We were all "kittens" once... connect with your kitten spirit again! The quote is inspired by Carol Dweck's Mindset: "Infants stretch their skills daily."

Learners stretch their skills every day.



The image is from Cheezburger.

Friday, March 10, 2017

I get support from my peers.

I get support from my peers.


I'm creating my online presence.

One of the things you can do as you learn and grow is to make your learning visible, including making your learning visible online: you can create an online presence.

I'm creating my online presence.







Thursday, March 9, 2017

Find your own path!

A friend at Google+ shared this post with me, and I found it very helpful: 

J. Michael Straczynski quoted in the post: "Never follow somebody else's path; it doesn't work the same way twice for anyone. The path follows you and rolls up behind you as you walk, forcing the next person to find their own way."

Find your own path!


Tuesday, March 7, 2017

I'm learning as I go.

This cat was inspired by this article: 5 Tips For Taking Feedback Like a Champ by Megan Bruneau.
If this is the first time you've heard the term "self-compassion," it's important to clarify it's not about believing you're perfect or being complacent. It's about treating yourself as a great coach would--with realistic, flexible expectations that encourage growth--but also with kindness and the understanding that you're an imperfect human being who's programmed for learning as you go, not a robot programmed for perfection.

I'm learning as I go.








Monday, March 6, 2017

Use your energy to explore.

Today's cat was inspired by the creativity graphic below. Exploration is an important aspect of the creative process!

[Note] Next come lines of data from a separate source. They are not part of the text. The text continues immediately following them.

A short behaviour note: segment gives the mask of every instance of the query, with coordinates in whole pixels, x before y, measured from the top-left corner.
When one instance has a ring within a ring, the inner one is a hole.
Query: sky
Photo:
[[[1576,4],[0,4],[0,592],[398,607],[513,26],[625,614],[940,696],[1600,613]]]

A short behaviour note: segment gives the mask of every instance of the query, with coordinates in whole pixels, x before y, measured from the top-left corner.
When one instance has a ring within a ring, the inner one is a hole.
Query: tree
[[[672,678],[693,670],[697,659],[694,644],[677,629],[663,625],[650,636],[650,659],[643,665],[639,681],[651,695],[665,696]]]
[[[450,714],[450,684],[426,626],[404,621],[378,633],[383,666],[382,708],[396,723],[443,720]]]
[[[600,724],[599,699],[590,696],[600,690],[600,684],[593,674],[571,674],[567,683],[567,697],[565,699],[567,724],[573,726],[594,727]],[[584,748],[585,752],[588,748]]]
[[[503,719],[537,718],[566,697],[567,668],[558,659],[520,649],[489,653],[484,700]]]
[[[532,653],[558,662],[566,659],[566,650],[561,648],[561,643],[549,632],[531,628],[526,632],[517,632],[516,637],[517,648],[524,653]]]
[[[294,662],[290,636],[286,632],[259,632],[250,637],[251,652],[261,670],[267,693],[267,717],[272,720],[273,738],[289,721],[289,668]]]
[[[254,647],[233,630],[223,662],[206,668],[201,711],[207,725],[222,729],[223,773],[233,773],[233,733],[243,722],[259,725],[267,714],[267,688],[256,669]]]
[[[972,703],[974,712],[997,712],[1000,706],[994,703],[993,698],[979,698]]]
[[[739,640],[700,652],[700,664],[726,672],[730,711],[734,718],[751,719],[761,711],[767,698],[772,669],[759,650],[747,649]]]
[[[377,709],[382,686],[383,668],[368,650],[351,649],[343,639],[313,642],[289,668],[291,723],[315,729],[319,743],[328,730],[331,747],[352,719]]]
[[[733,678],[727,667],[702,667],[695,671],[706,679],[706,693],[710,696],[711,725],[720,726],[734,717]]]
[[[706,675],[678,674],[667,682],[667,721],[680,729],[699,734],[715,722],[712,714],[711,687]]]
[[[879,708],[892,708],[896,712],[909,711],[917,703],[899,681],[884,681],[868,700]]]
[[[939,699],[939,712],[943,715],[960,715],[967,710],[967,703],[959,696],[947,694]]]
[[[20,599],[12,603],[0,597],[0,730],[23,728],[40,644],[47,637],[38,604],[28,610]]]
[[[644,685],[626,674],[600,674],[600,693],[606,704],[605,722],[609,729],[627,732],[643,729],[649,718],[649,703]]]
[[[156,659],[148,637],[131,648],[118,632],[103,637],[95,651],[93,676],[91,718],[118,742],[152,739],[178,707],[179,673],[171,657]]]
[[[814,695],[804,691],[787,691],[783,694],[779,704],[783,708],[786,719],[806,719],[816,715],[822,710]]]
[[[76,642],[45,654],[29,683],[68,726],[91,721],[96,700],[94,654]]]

Use your energy to explore.



I made this for the MemeGallery with cheezburger.



What Causes Creativity:
Confidence: ability to question without fear
Observation: seeing problems/ideas
Humility: knowing you don't know everything
Mindfulness: thinking on how to think
Curiosity: exploring and experimenting
Resourcefulness: something to tinker with
Energy: to explore and tinker
Action: not just thinking, but doing




Sunday, March 5, 2017

English: Difficult is not impossible.

Difficult is not impossible.




One of my favorite educators at Google+, Larry Ferlazzo, shared this funny little video which inspired today's growth cat: good kitty indeed!


Sometimes you might be tempted to take the easy way, and sometimes you might even think that difficult IS impossible... but you should try to see what you can do: maybe difficult is not impossible after all! The image is from cheezburger.



Look for patterns in the feedback.

Today's cat was inspired by this article from the ImPraise blog: Overcoming The Fear Of Feedback.

The article discusses how you can develop a "feedback habit" so that you can effectively process the feedback you receive, looking for keywords and patterns, so that you can then use the feedback in order to improve your performance.

Look for patterns in the feedback.






Thursday, March 2, 2017

Open the door... and explore the unknown!

I'm not a fan of the faux number (that 2% is meaningless... especially since we are all a mix of these qualities: in some aspects of life I embrace the unknown, but in other aspects of life I play it safe, etc.) — but the list of qualities in the graphic below is useful:
  • Growth means going for your dreams, having confidence, exploring new things, choosing happiness and fulfillment, getting the most out of life, embracing the unknown and excitement, liking change, living without limits and in abundance, and acting in spite of fear.
  • When your fixed mindset kicks in, you just feel insecure and want to survive, be like everyone else, just getting by and playing it safe in fear, regretting your dull life, procrastinating and settling for less. They call it the comfort zone, but it doesn't really sound all that comfortable after all, does it?
This cat is not afraid to embrace the unknown. :-)

Open the door... 
and explore the unknown!


I made this cat for the MemeGallery with cheezburger.